Ora, nonostante i segnali di raffreddamento dell'inflazione, molte banche centrali stanno mantenendo una posizione cauta, ritardando i tagli dei tassi, il che causa contrazioni nell’attività economica di un paese, influenzando negativamente investimenti e consumi.
Come due anni fa le banche centrali hanno reagito in ritardo all'inflazione, ora stanno correndo il rischio di mantenere una politica restrittiva troppo a lungo, con potenziali effetti negativi sulla crescita economica ad ogni termine.
Oltre a ciò, la mossa della BOJ, in contrasto con l'atteggiamento di altre banche centrali, evidenzia una mancanza di coordinamento globale che può portare a volatilità nei mercati finanziari, come visto dal crollo e rimbalzo di lunedì e martedì.
Quanto avvenuto la scorsa settimana non è l’inizio di una crisi economica globale, come detto da alcuni il primo giorno, ma serve comunque come campanello d'allarme per i policy maker globali, cioè "coloro che hanno il potere di elaborare e determinare orientamenti e strategie in merito alle questioni più rilevanti per la società e la politica" come descritto nell’Enciclopedia Treccani. Tutto ciò evidenzia la necessità di un approccio più sfumato e coordinato alla politica monetaria in un'epoca di crescente interconnessione economica.
Mentre le banche centrali navigano in acque inesplorate, bilanciando la lotta all'inflazione con la necessità di sostenere la crescita economica, sarà cruciale una maggiore flessibilità e un'attenzione costante ai segnali provenienti dall'economia reale e dai mercati finanziari.

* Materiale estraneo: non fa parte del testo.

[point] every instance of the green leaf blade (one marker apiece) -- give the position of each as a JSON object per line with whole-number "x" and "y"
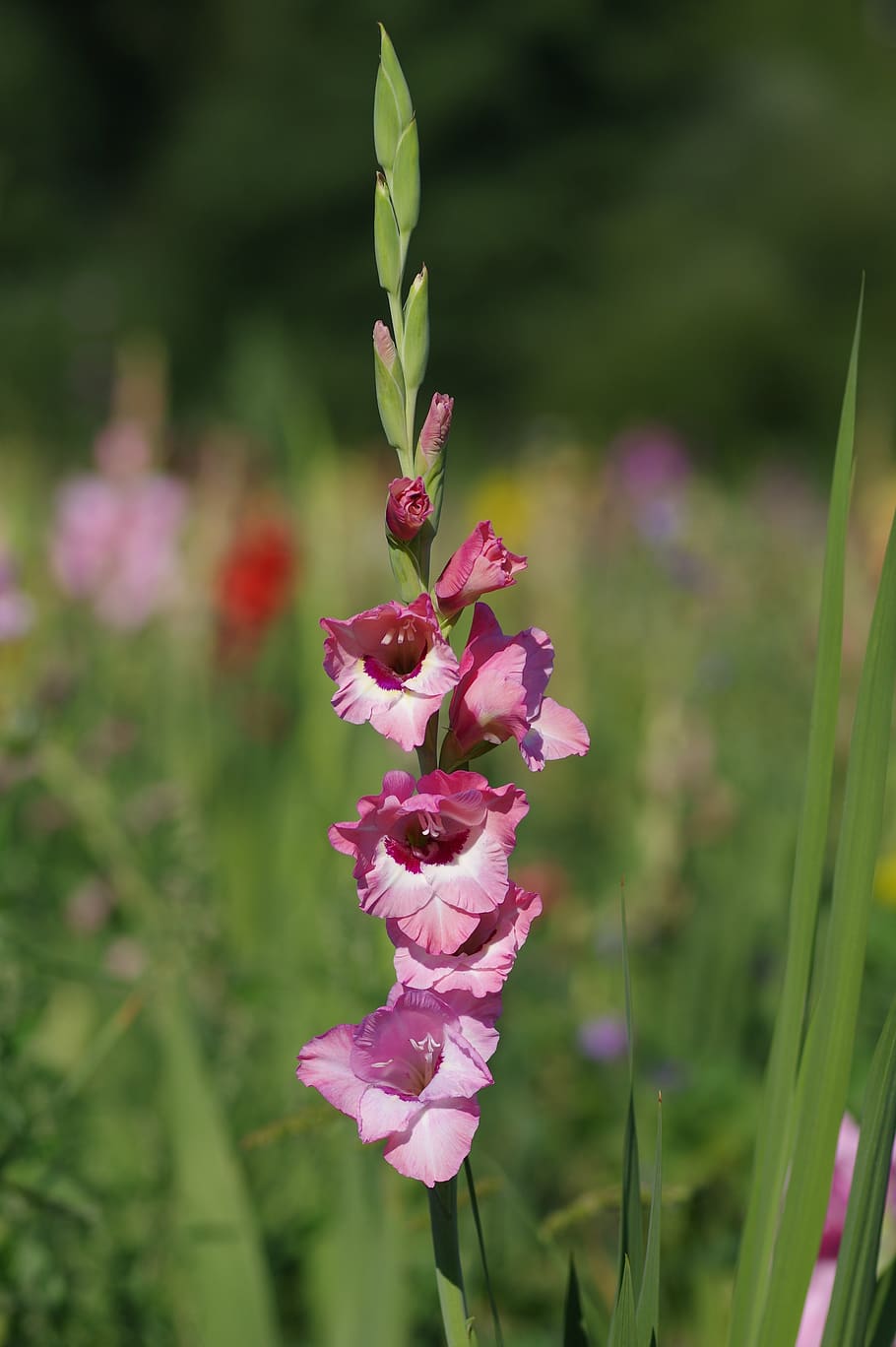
{"x": 776, "y": 1120}
{"x": 650, "y": 1295}
{"x": 851, "y": 1307}
{"x": 826, "y": 1061}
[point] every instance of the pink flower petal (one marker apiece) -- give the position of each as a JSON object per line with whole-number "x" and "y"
{"x": 383, "y": 1112}
{"x": 437, "y": 1142}
{"x": 325, "y": 1064}
{"x": 554, "y": 733}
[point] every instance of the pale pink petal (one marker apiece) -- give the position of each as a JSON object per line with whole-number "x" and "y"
{"x": 381, "y": 1112}
{"x": 437, "y": 1142}
{"x": 554, "y": 733}
{"x": 391, "y": 890}
{"x": 818, "y": 1299}
{"x": 325, "y": 1064}
{"x": 438, "y": 926}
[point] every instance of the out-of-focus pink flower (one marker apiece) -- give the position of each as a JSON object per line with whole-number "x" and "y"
{"x": 407, "y": 1073}
{"x": 500, "y": 695}
{"x": 17, "y": 609}
{"x": 435, "y": 427}
{"x": 116, "y": 543}
{"x": 407, "y": 508}
{"x": 432, "y": 854}
{"x": 480, "y": 564}
{"x": 651, "y": 468}
{"x": 604, "y": 1039}
{"x": 392, "y": 667}
{"x": 482, "y": 963}
{"x": 818, "y": 1298}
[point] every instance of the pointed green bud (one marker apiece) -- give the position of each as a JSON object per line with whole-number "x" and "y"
{"x": 406, "y": 568}
{"x": 395, "y": 76}
{"x": 386, "y": 121}
{"x": 416, "y": 347}
{"x": 406, "y": 179}
{"x": 386, "y": 238}
{"x": 390, "y": 387}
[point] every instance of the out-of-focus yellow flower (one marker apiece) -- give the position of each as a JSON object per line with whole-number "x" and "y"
{"x": 507, "y": 501}
{"x": 885, "y": 879}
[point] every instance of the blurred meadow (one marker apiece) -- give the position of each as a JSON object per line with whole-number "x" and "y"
{"x": 646, "y": 227}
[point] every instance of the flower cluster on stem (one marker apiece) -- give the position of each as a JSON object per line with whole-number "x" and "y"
{"x": 430, "y": 853}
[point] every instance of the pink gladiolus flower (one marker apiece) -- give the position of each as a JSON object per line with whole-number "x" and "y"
{"x": 482, "y": 963}
{"x": 480, "y": 564}
{"x": 432, "y": 854}
{"x": 409, "y": 1073}
{"x": 116, "y": 543}
{"x": 392, "y": 667}
{"x": 435, "y": 427}
{"x": 407, "y": 508}
{"x": 500, "y": 694}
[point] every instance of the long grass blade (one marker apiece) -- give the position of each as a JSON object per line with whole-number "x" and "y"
{"x": 849, "y": 1314}
{"x": 624, "y": 1327}
{"x": 648, "y": 1300}
{"x": 225, "y": 1295}
{"x": 574, "y": 1331}
{"x": 823, "y": 1073}
{"x": 881, "y": 1329}
{"x": 631, "y": 1219}
{"x": 775, "y": 1126}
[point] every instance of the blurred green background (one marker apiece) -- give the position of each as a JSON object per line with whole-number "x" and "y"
{"x": 629, "y": 211}
{"x": 646, "y": 227}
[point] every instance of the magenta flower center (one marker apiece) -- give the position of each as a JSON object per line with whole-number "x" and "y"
{"x": 401, "y": 652}
{"x": 398, "y": 1050}
{"x": 428, "y": 839}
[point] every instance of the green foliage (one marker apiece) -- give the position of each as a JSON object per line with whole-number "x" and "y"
{"x": 778, "y": 1117}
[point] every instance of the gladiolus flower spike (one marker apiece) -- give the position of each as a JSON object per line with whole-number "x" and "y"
{"x": 431, "y": 850}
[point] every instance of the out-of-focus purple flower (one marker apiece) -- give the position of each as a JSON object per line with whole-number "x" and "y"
{"x": 17, "y": 609}
{"x": 604, "y": 1039}
{"x": 116, "y": 534}
{"x": 651, "y": 468}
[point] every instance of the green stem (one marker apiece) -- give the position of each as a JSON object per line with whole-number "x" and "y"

La lezione chiave da trarre è che, in un mondo economico in rapida evoluzione, la rigidità nelle politiche monetarie può portare a conseguenze indesiderate. Solo attraverso un approccio adattivo e collaborativo fra le istituzioni nazionali e internazionali sarà più facile affrontare efficacemente le sfide economiche globali del futuro.
La citazione di oggi è la seguente:
“Lavora duramente nel silenzio. Lascia che sia il successo ad essere il tuo rumore.”